Bus riders in Thunder Bay will be able to take shelter at more stops in the future as more than 50 new shelters are slated to be built.

Thunder Bay Transit reports the city's plan for public transportation calls for the structures to be installed over the next five years.


Thunder Bay Transit will install more than 50 bus shelters in the next five years. (Gary Rinne/CBC)

Currently, about 15 per cent of the roughly 800 bus stops in the city have shelters, transit manager Brad Loroff said, so upgrading the stops has become a priority.

"So that's really the next stage of where we're putting our focus," he said. "[It’s] what needs to be done at bus stops to make them convenient for passengers, attractive to passengers, and allow them what they need to do when they're wanting to use transit."

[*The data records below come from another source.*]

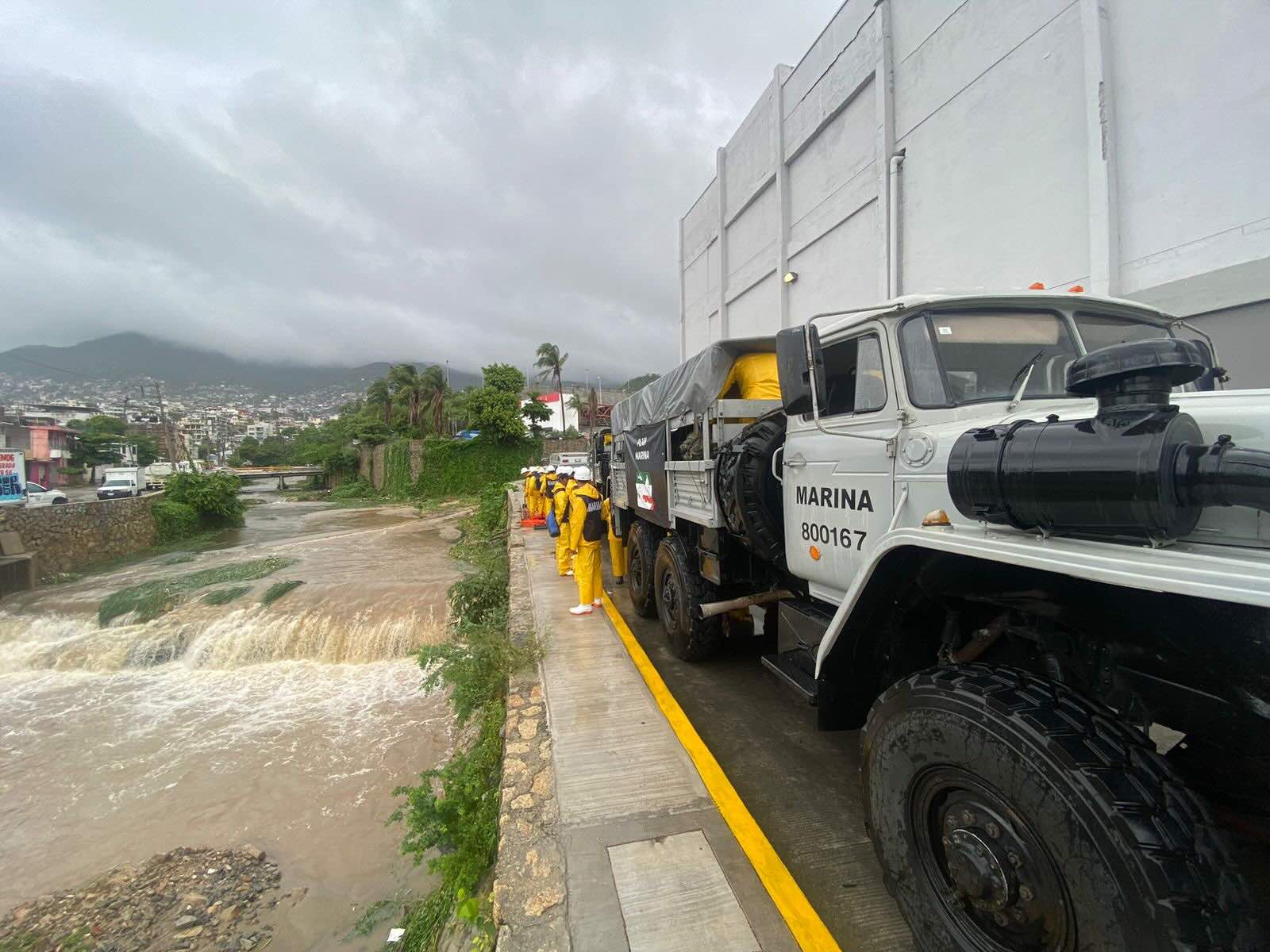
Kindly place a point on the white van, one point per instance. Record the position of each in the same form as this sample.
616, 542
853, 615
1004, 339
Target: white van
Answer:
122, 482
158, 474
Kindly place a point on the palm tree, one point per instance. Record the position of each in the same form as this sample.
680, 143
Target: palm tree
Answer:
550, 363
408, 384
433, 391
380, 395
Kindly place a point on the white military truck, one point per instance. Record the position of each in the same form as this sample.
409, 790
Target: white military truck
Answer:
1020, 541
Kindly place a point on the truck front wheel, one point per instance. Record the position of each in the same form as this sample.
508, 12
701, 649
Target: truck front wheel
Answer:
679, 593
639, 570
1014, 814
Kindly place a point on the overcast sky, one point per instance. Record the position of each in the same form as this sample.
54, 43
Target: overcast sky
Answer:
355, 181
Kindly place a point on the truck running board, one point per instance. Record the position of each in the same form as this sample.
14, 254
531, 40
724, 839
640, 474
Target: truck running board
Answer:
791, 670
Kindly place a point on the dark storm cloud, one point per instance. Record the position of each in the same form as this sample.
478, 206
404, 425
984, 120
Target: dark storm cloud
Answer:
368, 181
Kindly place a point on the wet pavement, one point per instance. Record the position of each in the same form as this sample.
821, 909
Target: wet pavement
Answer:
802, 785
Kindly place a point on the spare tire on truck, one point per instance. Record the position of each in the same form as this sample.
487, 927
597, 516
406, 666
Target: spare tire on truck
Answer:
749, 492
641, 554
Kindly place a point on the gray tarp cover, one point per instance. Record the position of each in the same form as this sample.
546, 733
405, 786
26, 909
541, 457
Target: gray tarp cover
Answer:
691, 386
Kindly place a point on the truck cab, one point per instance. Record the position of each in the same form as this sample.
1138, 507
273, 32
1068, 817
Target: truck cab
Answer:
1020, 543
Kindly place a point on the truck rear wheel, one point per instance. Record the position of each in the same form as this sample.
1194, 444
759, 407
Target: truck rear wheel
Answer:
639, 570
1013, 814
679, 593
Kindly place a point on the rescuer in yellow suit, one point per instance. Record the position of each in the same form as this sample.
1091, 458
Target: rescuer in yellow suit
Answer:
546, 488
527, 479
756, 376
616, 547
540, 493
586, 532
560, 501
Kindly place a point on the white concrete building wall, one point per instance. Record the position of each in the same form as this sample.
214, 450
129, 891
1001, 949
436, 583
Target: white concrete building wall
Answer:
1114, 144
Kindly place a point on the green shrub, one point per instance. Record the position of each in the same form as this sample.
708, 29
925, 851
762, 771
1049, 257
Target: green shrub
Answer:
341, 461
463, 820
214, 495
455, 467
353, 489
173, 520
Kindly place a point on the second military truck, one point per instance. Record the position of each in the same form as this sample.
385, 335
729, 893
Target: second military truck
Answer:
1019, 539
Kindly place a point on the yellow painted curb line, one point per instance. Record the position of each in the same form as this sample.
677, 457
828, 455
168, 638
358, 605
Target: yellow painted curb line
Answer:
810, 932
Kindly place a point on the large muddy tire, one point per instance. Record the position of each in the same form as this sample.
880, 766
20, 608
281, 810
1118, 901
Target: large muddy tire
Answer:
1011, 814
641, 555
679, 593
749, 493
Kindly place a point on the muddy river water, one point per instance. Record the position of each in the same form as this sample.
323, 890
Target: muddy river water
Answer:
283, 725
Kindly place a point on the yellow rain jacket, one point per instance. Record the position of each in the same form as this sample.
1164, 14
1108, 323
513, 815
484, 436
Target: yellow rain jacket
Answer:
757, 378
560, 503
587, 531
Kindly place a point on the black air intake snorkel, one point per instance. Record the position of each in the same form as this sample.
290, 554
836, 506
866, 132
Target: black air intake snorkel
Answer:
1140, 469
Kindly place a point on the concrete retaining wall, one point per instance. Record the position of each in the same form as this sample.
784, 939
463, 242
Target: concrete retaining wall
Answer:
78, 535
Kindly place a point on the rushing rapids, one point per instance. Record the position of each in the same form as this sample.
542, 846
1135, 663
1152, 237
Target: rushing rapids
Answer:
283, 724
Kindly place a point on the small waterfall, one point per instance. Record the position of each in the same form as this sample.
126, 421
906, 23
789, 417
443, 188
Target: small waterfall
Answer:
200, 638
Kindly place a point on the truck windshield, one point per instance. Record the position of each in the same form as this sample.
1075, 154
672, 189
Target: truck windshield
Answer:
977, 355
1099, 330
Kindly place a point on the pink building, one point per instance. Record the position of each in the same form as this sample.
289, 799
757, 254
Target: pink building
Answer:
46, 447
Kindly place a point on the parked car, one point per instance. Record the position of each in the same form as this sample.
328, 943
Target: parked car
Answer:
38, 495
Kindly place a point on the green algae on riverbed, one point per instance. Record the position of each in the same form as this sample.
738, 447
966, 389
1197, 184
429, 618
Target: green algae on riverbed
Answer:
222, 597
279, 589
152, 600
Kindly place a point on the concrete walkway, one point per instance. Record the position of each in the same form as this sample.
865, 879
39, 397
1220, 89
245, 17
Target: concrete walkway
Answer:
651, 865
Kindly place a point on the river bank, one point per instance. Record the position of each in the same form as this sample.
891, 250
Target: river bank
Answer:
285, 725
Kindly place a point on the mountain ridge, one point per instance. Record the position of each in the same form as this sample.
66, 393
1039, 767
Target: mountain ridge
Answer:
133, 355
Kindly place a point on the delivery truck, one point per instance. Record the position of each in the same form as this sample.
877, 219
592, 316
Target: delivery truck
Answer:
1019, 541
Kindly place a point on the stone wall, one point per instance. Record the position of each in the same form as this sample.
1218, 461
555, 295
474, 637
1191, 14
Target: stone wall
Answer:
529, 895
78, 535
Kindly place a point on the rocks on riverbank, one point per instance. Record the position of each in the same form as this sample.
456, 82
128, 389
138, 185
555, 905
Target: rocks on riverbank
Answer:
188, 899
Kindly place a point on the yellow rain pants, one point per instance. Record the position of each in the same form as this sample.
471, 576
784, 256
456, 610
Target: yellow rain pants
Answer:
616, 546
586, 565
560, 501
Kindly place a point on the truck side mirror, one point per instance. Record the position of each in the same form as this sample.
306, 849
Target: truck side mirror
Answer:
797, 374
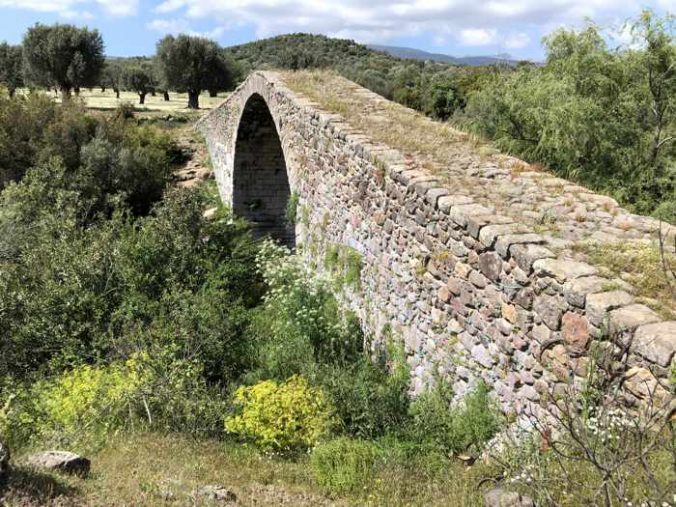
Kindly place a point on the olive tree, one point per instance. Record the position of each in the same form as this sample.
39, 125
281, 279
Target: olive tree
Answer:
63, 56
139, 78
11, 74
192, 65
113, 77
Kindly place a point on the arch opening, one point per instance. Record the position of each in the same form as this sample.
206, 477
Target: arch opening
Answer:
261, 190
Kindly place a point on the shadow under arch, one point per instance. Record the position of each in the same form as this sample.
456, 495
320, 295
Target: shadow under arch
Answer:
261, 190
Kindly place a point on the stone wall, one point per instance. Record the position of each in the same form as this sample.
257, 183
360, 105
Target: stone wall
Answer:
474, 294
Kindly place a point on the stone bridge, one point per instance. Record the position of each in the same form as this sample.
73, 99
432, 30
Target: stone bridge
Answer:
466, 255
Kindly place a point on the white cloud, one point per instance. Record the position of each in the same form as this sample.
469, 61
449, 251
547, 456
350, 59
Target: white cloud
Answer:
477, 37
471, 22
72, 8
176, 26
516, 40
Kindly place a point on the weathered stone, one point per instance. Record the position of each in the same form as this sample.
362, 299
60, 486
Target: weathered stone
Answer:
524, 298
577, 290
526, 254
490, 265
575, 331
482, 356
642, 383
630, 317
400, 219
490, 233
503, 243
432, 196
499, 497
599, 304
509, 313
562, 269
460, 213
550, 309
215, 493
478, 280
444, 294
656, 342
61, 461
445, 203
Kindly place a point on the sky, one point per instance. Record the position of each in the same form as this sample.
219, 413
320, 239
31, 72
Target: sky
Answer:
455, 27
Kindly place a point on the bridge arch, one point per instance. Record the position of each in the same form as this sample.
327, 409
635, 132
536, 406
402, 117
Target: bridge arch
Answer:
260, 180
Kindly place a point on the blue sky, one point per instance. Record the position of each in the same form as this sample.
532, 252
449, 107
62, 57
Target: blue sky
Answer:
457, 27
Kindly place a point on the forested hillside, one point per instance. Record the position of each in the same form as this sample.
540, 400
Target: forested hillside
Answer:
593, 113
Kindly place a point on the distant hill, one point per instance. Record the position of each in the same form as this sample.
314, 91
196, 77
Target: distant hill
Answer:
419, 54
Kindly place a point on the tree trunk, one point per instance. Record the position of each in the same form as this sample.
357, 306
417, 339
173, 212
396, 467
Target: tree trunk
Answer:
193, 99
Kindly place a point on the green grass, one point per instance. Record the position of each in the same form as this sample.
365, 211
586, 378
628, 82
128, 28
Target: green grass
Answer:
645, 266
156, 470
95, 99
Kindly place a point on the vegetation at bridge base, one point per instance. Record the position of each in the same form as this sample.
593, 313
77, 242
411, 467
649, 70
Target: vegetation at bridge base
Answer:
132, 326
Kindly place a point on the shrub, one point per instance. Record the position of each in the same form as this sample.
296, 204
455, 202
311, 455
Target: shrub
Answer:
465, 427
83, 404
281, 416
370, 400
343, 465
300, 324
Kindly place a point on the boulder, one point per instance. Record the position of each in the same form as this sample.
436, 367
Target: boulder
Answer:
215, 492
499, 497
4, 460
62, 461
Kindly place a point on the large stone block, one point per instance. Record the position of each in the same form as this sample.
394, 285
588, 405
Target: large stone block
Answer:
656, 342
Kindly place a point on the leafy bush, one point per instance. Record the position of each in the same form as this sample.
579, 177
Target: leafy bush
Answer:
300, 323
599, 115
121, 285
83, 406
301, 330
370, 399
343, 465
454, 429
281, 416
84, 403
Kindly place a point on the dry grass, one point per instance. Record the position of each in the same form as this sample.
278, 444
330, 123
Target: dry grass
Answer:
648, 269
158, 470
95, 99
436, 146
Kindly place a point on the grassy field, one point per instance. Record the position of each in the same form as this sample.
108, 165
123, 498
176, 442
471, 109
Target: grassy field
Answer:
96, 99
155, 470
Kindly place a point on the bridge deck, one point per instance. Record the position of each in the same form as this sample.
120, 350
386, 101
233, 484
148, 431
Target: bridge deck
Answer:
566, 214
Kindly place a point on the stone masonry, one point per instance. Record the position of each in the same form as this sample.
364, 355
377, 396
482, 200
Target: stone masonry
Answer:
474, 293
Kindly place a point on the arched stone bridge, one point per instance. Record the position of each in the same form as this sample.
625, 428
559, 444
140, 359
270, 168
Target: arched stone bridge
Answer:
466, 255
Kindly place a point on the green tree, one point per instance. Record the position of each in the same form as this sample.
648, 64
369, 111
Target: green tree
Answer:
192, 65
139, 78
63, 56
11, 74
113, 77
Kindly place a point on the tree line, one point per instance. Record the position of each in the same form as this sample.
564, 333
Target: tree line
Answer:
592, 112
596, 112
67, 58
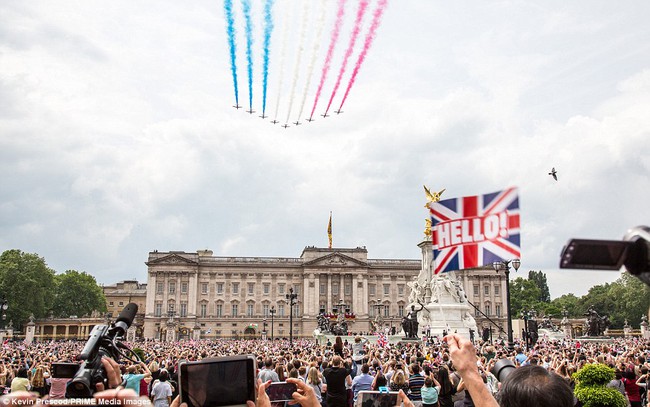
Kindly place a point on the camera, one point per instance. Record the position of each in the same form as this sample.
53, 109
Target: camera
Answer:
281, 391
101, 342
633, 252
502, 369
224, 381
64, 370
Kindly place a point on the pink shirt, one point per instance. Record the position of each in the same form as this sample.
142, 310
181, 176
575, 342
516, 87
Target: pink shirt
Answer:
57, 388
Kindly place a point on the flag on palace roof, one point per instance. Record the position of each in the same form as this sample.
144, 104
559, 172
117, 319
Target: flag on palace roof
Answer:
475, 231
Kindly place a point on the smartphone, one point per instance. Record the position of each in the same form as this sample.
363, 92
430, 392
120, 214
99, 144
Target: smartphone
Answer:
281, 391
221, 382
377, 399
64, 370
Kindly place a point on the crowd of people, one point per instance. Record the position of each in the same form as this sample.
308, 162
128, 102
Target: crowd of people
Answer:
442, 372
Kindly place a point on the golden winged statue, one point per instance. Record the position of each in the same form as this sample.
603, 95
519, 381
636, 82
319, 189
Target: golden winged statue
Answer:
427, 228
432, 197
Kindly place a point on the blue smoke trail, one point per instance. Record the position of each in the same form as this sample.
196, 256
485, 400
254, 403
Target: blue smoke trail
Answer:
230, 24
268, 29
246, 4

The new shelters will also be larger than the existing ones, he noted, making them more accessible to people in wheelchairs. Over the past several years, transit has invested capital money into upgrading the buses to make the fleet 100 per cent accessible, he said.

Other upgrades to the stops will include better sidewalk access, the installation of benches and garbage containers.

"It's more than just a shelter because … you need to be able to get to and from the stop safely," Loroff said.

"Once you're at the stop, you need to … be afforded some type of convenience when you're waiting for your transit trip."